Self-service: Love it or hate it
WTOP's Kristi King reports.
WASHINGTON - The U.S. is becoming a "self-serve" nation.
Some people appreciate the convenience. Others don't.
"We've even gotten to where the church wants you to give your donations online," says Hunter McEaddy of Charleston, S.C., who isn't particularly happy about it.
McEaddy talked with WTOP at Ronald Reagan Washington National Airport, where he refuses to use the automated kiosks that so many other travelers casually queue up to use.
McEaddy says automation "is getting ubiquitous," even "in South Carolina where we ought to be more traditional."
A company that makes self-checkout systems, NCR Corporation is installing 10,000 self-checkout devices at more than 1,200 U.S. Wal-Marts throughout 2013.
Older generations may remember the self-service trend beginning with gas stations phasing out attendants to pump fuel.
Then Automated Teller Machines (ATMs) changed the way people banked.
Now the self-service trend extends even to parking lots with credit card exits and to food orders at convenience stores and gas stations, such as Sheetz.
A CVS pharmacy in Silver Spring, Md. has no cashiers.
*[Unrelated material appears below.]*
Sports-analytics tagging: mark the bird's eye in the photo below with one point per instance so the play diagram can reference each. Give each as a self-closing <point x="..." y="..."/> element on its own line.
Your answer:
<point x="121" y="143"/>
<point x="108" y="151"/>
None. There only are self- checkout stations with a single worker supervising customer transactions.
Some people worry the trend may cost potential workers opportunities for jobs.
"I remember for a while they were even talking about self-checkout at the fast food joint," says Robert Libby of Alexandria, Va.
"How many jobs can you eliminate by these machines? And is it really a good thing for society?" he adds.
Some businesses are bucking the trend though and putting renewed focus on customer service.
And, one of the 15 largest banks in the U.S. TD Bank has launched a new ad campaign, "Bank Human, Again."
"Technology and automation are added conveniences, but shouldn't be an excuse to take away human options," TD Bank Vice President, Rebecca Acevedo tells WTOP.